Photo: Biodiversity Heritage Library.

Where the river pooled up for the boys
a stone emerged.
You didn’t see it any other way:
just a stone, big and anodyne.

When we rose up from the murky water
we’d scale it like lizards. And then
a weird thing happened:
the dry mud on our skin
drew our bodies closer to the landscape:
the landscape was the mud.
At that moment
the stone wasn’t hard or impermeable:
it was the back of a great mother
lying in wait for shrimp in the river. Ah, poet
yet again the temptation
of a useless metaphor. The stone
was stone
and that was enough. There was no mother. And I know now
it assumes responsibility: to watch over us
in its impenetrable intimacy.

My mother, however, has died
and she is neglected by us.

Jose Watanabe

The limpid and illusory simplicity of José Watanabe (1946-2007), one of Peru's most revered poets, quietly pervades the poet's seven original volumes of poetry. An author of children’s books and adaptive screenplays, Watanabe is also a contributor to La memoria del ojo: cien años de presencia japonesa en el Perú (Memory of the Eye: A Hundred Years of Japanese Presence in Peru, 1999), a “photographic history” that attests to the World War II relocations of nearly 2000 Japanese Peruvians to U.S. internment camps.

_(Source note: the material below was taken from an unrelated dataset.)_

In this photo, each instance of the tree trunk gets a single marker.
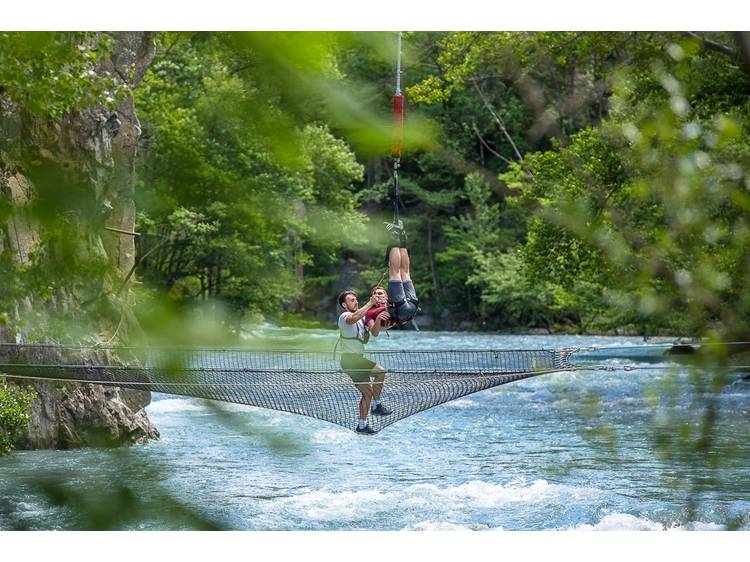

His rendition of Antigona (Yuyachkani & Comisión de Derechos Humanos, 2000), deploys the classic to honor those who disappeared amidst the traumatic violence of Peru’s recent decades.

Michelle Har Kim

Michelle Har Kim is an editor and independent scholar living in the San Gabriel Valley, east of Los Angeles. She is a recent recipient of an NEA Translation Award, and author of “American Antipodes: Anna Kazumi Stahl’s Flores de un solo día” (The Routledge Handbook of Asian American Studies, 2016), an inquiry into Anglophone exceptionalism in Asian American literatures. She has also translated poetry by Peruvian-Argentinean novelist Julia Wong Kcomt.